The type_signature field contains the 8-byte signature of the type described immediately following the header.
The type_offset field contains the section offset of the DIE for this type definition. Because the type may be nested inside a namespace or other structures, it may not be the first DIE in the unit.
The first DIE following the type header is a DW_TAG_type_unit DIE to serve as the root of the tree of DIEs in the unit. The type unit DIE typically will have a DW_AT_language attribute specifying the language in which the type was defined, and may have a DW_AT_GNU_odr_signature attribute providing an "ODR signature," described below. It will have at least one child: the DIE that describes the type, and to which the type_offset field refers. It may have additiona children as well. In the case of a type that is nested within a namespace or another type, there may be a declaration tree establishing the context, and the actual type DIE will be a specification referring to the declaration within that tree. If the type's definition contains references to other types that have not been given type units of their own (e.g., base types or pointer types), definitions or declarations for those types may also be present as additional children of the compile unit DIE.
The DW_AT_GNU_odr_signature attribute contains a shallower 8-byte signature of the type described in the type unit. This signature includes just the names of surrounding namespaces and classes and the name of the type itself, and is meant to be used for link-time detection of ODR violations. Any two types whose "ODR signatures" match should also have identical type signatures; a difference in the type signature implies that the same type was defined differently in the two locations.
Computing a Type Signature
The method for computing a type signature is described in the DWARF workgroup proposal. Essentially, it is a hash of the name of the type, its surrounding context, a subset of its attributes, and most of its children.
These changes are being proposed as an extension of DWARF-3, to appear in the DWARF-4 specification.
In gcc, the ability to separate type information into .debug_types sections will be conditioned on a compile-time option -gdwarf-4. Most of the source changes to provide this functionality will be in the file dwarf2out.c, and will be of a similar nature to the existing functionality for separating debug info into COMDAT groups based on include files.

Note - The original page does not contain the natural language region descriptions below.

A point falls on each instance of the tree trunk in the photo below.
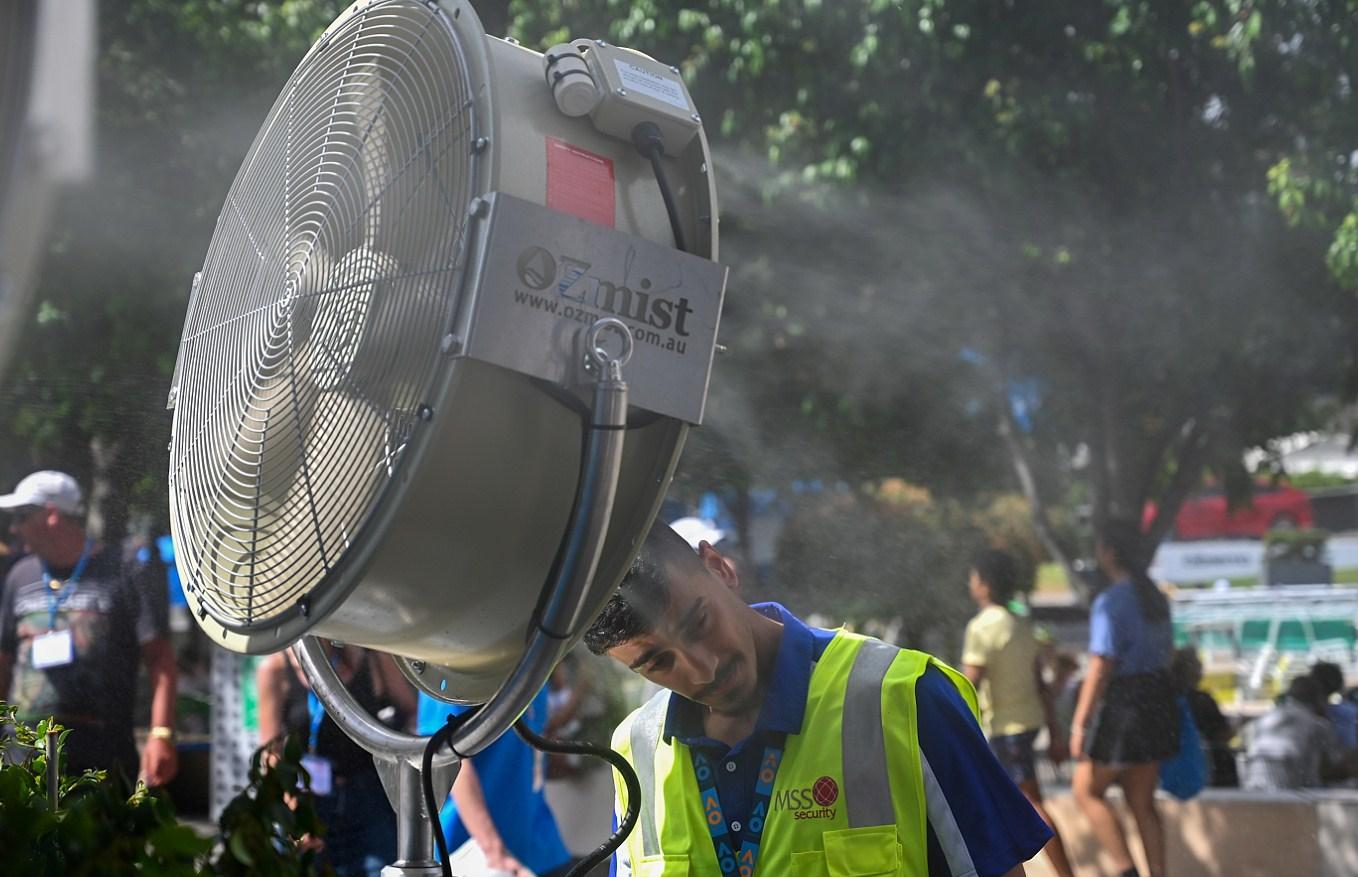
(494, 16)
(107, 517)
(1028, 485)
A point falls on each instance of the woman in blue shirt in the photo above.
(1126, 720)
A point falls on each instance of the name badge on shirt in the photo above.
(53, 649)
(322, 775)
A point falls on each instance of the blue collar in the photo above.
(785, 702)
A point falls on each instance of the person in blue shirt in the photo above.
(739, 678)
(499, 800)
(1126, 720)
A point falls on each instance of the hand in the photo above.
(310, 843)
(159, 762)
(500, 858)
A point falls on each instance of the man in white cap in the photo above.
(72, 627)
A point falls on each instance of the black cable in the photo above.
(629, 778)
(436, 740)
(670, 198)
(651, 144)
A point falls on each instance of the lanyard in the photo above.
(57, 591)
(738, 864)
(315, 712)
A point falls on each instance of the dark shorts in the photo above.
(1015, 754)
(1137, 721)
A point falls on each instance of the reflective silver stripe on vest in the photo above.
(645, 741)
(945, 824)
(864, 747)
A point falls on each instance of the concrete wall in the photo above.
(1231, 834)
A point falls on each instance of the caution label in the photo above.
(652, 84)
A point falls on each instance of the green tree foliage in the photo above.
(929, 204)
(1069, 198)
(105, 827)
(182, 87)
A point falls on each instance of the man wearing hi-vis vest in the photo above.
(789, 751)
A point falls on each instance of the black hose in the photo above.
(651, 144)
(629, 778)
(436, 740)
(671, 208)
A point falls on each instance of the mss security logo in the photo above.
(814, 801)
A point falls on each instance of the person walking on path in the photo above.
(1126, 720)
(1001, 657)
(781, 748)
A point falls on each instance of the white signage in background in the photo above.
(1190, 562)
(652, 84)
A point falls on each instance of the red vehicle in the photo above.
(1205, 516)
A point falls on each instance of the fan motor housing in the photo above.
(378, 409)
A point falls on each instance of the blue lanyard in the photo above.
(60, 592)
(317, 713)
(732, 862)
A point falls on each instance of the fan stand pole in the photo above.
(397, 756)
(569, 595)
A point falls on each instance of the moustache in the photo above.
(719, 680)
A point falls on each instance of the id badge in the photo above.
(322, 775)
(53, 649)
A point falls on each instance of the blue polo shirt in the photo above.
(1119, 630)
(512, 775)
(987, 824)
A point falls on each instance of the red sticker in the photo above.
(580, 182)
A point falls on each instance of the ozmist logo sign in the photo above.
(571, 291)
(814, 801)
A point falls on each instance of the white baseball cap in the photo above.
(45, 488)
(694, 530)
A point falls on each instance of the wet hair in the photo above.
(1129, 551)
(998, 572)
(645, 589)
(1330, 676)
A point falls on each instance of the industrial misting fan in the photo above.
(436, 371)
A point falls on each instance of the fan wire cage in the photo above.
(311, 348)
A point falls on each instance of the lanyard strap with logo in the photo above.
(57, 648)
(732, 862)
(60, 591)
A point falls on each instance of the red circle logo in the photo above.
(826, 792)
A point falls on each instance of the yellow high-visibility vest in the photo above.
(850, 794)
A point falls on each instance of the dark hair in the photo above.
(1328, 675)
(644, 592)
(1307, 691)
(998, 570)
(1129, 551)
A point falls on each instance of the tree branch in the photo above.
(1028, 486)
(1187, 474)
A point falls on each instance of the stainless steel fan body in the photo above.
(345, 462)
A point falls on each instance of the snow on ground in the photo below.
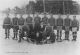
(12, 47)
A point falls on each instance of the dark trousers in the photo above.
(74, 35)
(7, 33)
(66, 35)
(15, 30)
(59, 34)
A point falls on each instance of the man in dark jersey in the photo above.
(59, 24)
(37, 21)
(7, 26)
(21, 21)
(67, 25)
(29, 29)
(15, 26)
(75, 27)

In gdb, most of the source changes to support the new section will be in the file dwarf2read.c. It will need to read the .debug_types section and make a quick scan of the section to record the signatures contained therein. When processing an attribute of form DW_FORM_sig4 or DW_FORM_sig8, it should lookup the signature and convert the attribute into an equivalent reference form with a pointer to the DIE as read from the .debug_types section. The referenced DIE will need to be treated as a separate compilation unit that will need to be loaded if it has not already been loaded.